A Marinha dos EUA, que opera sua própria frota de aeronaves, pode ter algo a dizer sobre essa afirmação. No entanto, embora a USAF tenha uma rivalidade histórica com a Marinha, o objetivo do anúncio é trabalhar com sua filial irmã, não roubar os holofotes, disse Thomas.

“A Marinha, a Força Aérea e as outras Forças se beneficiam quando os Estados Unidos veem representações tão positivas e realistas do que fazemos e como são nossas vidas servindo ao país”, disse ele. “Se os espectadores querem ‘Fly Navy’ ou ‘Aim High’, queremos apenas que eles pensem em servir e na vida emocionante e nas tremendas oportunidades que podemos oferecer.”

A franquia “Top Gun” tem um histórico sólido de atrair novos pilotos militares. O filme original de 1986 inspirou uma geração de aviadores, incluindo o chefe do Estado-Maior da Força Aérea dos EUA, general Charles “CQ” Brown Jr., que havia acabado de terminar o treinamento de piloto de graduação da USAF quando o filme foi lançado.

“Provavelmente foi o filme de voo mais realista que eu já vi e deixou uma marca em mim”, disse o general em agosto.

A Força Aérea dos EUA poderia usar um impulso semelhante hoje em dia. O serviço está em falta de 1.650 pilotos, o que é uma melhoria em relação à escassez de 1.900 pilotos do ano passado, mas ainda não está onde eles querem estar.

“Ainda há muito trabalho a ser feito para nos levar de volta para onde queremos estar”, disse o major-general Albert Miller, diretor de treinamento e prontidão para operações da Força Aérea dos EUA, à Federal News Network em março.

A maioria dos pilotos necessários, 1.100 na verdade, são para o corpo de pilotos de caça, informou a Federal News Network. Timing perfeito, então, para a sequência de um filme amado que é sobre pilotos de caça. Também pode explicar a escolha da filmagem usada no anúncio de recrutamento da Força Aérea dos EUA, que é dominado por sua frota de caças. O anúncio definitivamente impressionou um piloto de caça.

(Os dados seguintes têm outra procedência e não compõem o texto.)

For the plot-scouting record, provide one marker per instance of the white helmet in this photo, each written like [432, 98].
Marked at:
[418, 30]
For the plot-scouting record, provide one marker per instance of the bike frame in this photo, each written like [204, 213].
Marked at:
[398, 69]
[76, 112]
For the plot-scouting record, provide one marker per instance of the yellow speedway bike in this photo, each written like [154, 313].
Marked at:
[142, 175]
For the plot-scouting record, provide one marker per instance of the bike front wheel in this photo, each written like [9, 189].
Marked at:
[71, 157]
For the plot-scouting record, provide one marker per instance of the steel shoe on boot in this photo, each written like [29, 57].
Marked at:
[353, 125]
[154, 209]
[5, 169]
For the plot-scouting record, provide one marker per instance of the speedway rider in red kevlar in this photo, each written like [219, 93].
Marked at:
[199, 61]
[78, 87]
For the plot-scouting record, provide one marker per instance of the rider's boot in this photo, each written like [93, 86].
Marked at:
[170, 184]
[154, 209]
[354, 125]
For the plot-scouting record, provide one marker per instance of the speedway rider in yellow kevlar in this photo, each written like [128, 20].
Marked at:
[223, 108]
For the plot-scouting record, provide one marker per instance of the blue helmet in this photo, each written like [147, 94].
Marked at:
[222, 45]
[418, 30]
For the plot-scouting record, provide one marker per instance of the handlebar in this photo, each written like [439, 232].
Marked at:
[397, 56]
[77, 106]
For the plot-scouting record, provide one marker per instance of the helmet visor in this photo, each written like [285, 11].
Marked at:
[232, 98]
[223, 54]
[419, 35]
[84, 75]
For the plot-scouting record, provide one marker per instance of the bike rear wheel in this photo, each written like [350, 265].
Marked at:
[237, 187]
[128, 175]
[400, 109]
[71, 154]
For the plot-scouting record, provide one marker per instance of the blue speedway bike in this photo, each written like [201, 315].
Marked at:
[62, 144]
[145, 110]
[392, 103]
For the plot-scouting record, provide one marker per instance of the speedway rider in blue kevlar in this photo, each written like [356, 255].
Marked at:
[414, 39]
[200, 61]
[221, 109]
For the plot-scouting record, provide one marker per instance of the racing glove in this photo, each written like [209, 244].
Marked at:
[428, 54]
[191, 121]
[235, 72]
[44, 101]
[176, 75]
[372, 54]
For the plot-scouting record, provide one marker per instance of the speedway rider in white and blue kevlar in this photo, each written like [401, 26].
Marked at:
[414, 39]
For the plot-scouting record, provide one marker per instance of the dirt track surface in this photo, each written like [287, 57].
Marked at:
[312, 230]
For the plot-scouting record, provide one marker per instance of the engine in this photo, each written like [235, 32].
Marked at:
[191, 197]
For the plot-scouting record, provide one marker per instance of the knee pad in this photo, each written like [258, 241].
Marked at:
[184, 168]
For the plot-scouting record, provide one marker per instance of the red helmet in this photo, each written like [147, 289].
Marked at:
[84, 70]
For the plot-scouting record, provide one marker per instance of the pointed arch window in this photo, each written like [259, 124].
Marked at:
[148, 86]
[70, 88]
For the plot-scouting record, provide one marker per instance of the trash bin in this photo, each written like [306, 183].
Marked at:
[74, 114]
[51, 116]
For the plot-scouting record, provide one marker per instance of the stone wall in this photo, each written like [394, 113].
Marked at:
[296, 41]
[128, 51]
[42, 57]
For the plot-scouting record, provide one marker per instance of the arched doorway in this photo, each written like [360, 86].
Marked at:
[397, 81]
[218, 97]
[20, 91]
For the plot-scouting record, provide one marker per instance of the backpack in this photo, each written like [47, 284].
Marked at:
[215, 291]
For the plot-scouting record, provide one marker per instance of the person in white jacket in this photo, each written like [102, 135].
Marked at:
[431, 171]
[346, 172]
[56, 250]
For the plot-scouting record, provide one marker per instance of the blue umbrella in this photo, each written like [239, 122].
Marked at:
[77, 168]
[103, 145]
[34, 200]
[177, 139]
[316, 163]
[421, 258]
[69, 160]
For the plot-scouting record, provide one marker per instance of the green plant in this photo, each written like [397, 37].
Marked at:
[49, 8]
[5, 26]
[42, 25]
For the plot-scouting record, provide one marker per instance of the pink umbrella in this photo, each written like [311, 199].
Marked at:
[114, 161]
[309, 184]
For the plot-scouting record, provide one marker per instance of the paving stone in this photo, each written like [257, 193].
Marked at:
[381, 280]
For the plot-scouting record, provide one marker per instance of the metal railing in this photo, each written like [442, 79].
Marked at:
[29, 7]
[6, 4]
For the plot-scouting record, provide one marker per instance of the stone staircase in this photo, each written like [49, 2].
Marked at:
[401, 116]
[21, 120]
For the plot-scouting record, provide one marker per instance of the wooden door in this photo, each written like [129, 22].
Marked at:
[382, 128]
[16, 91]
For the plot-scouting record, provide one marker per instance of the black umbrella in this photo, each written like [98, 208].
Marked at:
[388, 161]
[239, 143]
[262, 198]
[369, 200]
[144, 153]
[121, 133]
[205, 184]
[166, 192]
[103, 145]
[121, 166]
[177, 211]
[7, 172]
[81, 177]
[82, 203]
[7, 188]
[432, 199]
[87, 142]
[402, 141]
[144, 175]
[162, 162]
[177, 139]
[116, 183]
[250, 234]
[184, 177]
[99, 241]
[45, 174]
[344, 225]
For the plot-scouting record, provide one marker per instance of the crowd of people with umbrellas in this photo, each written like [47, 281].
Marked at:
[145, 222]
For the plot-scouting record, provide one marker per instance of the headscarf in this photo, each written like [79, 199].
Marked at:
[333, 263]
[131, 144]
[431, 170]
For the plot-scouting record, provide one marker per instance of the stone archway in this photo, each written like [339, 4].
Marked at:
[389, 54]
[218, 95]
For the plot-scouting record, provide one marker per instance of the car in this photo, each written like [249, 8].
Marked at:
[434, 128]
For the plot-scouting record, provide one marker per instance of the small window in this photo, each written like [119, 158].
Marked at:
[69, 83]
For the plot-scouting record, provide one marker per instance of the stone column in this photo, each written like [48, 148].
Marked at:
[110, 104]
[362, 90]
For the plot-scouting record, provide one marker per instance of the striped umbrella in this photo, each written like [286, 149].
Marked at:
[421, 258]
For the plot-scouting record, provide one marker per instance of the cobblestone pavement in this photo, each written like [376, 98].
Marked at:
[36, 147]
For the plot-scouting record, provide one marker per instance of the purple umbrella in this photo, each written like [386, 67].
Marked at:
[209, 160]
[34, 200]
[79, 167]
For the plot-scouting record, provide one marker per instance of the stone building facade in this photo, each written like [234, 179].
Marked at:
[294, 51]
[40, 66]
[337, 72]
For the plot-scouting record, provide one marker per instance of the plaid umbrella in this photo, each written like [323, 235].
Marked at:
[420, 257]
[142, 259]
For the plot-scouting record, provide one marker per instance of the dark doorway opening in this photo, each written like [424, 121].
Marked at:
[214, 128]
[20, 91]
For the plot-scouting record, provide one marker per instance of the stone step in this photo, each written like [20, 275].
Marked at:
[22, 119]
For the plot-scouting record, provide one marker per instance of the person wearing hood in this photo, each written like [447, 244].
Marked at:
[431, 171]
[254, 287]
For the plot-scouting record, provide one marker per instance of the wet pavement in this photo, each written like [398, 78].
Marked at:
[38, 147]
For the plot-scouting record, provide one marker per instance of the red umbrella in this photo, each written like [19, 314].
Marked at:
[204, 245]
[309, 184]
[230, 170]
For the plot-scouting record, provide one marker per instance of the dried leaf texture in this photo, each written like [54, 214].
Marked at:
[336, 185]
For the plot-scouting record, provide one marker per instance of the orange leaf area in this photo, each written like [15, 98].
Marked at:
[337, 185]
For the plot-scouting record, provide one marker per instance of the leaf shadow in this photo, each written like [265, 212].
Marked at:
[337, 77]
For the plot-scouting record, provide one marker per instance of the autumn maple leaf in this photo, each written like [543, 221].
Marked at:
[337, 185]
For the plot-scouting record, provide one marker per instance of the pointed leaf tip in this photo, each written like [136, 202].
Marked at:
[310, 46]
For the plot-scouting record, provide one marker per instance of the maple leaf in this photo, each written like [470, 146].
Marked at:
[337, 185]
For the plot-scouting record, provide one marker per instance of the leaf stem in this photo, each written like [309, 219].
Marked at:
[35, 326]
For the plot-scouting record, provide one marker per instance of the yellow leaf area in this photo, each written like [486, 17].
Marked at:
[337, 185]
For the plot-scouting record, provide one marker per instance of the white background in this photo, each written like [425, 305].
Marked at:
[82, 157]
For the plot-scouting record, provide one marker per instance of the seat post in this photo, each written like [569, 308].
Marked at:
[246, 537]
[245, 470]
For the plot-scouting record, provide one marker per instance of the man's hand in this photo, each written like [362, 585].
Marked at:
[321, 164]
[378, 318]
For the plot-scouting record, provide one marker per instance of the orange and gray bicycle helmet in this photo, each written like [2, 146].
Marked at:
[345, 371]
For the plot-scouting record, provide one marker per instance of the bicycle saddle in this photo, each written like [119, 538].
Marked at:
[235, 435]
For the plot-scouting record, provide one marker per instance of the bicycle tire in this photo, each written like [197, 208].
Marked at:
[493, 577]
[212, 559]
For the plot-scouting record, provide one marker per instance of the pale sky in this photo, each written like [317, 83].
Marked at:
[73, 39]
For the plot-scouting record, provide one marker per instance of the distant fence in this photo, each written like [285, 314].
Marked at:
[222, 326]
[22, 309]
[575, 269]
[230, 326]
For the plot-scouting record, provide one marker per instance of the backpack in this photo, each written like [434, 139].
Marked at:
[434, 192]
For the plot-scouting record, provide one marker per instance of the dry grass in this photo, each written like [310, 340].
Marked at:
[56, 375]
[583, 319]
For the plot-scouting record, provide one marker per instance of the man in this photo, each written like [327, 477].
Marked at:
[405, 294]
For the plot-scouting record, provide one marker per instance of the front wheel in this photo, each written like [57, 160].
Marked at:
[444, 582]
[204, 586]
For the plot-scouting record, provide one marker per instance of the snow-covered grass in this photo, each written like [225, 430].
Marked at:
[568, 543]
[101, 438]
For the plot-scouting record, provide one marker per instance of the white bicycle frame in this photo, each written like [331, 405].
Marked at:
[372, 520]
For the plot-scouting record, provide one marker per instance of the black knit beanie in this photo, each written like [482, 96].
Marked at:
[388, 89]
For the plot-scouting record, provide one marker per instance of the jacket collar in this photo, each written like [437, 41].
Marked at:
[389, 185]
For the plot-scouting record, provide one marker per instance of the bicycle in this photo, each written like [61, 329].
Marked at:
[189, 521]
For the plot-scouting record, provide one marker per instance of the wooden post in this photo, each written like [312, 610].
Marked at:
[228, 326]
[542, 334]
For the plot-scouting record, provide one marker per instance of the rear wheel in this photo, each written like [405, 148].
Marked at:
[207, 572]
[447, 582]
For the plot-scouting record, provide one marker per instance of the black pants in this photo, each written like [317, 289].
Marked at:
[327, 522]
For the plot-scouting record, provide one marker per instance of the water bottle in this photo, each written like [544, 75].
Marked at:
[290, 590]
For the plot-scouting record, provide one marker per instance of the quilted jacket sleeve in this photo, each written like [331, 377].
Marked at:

“Grande comercial”, disse Trevor Aldridge, ex-piloto do F-15C Eagle da USAF que também voou F-16 com os Thunderbirds, a principal equipe de demonstração aérea do serviço. Aldridge descreveu o “Top Gun” original como a “ferramenta de recrutamento de pilotos mais importante dos últimos 50 anos”, e estava animado com o fato de a Força Aérea dos EUA estar trabalhando para capitalizar a sequência.

“Isso é especialmente importante, dada a nossa atual crise piloto”, disse ele.

Em particular, o anúncio destaca os caças furtivos F-35 Lightning II e F-22 Raptor de quinta geração.

Perto do final do anúncio, há uma longa cena do F-22 puxando o nariz para cima e depois caindo para a esquerda numa curva apertada no que é conhecido como manobra de Herbst ou J-turn. De acordo com a NASA, a manobra J-turn basicamente usa “toda a estrutura da aeronave como freio de velocidade” e pode “reduzir o tempo de giro de um avião de combate em 30 por cento”. O F-22 pode fazer isso porque possui capacidade de vetorização de empuxo, onde a aeronave pode apontar o bico do motor em diferentes direções para maior controle e manobrabilidade. A maioria dos caças não pode virar de lado assim, o que é “super impressionante”, disse Aldridge.

A manobra J-turn do F-22.

O F/A-18E/F Super Hornet, um caça a jato pilotado pela Marinha e que aparece com destaque em “Top Gun: Maverick” não possui vetorização de empuxo. As variantes do F-35 voadas pela Força Aérea, Marinha e Corpo de Fuzileiros Navais também não possuem vetorização de empuxo, que pode estar saindo das forças armadas dos EUA em geral. Em 2021, o serviço anunciou que aposentaria o F-22 por volta de 2030, dependendo de quanto tempo a Força Aérea dos EUA pudesse adotar seu caça Next Generation Air Dominance – um projeto em desenvolvimento que poderia custar centenas de milhões de dólares por cauda e redefinir o conceito de avião de combate.

Talvez alguns dos fãs mais jovens de “Top Gun” sentados em assentos de cinema no final deste mês possam se encontrar no cockpit de um caça de última geração hiper-avançado em alguns anos – supondo que todos os problemas sejam resolvidos, desta vez. Isso certamente deixaria a Força Aérea dos EUA e o resto dos militares muito felizes.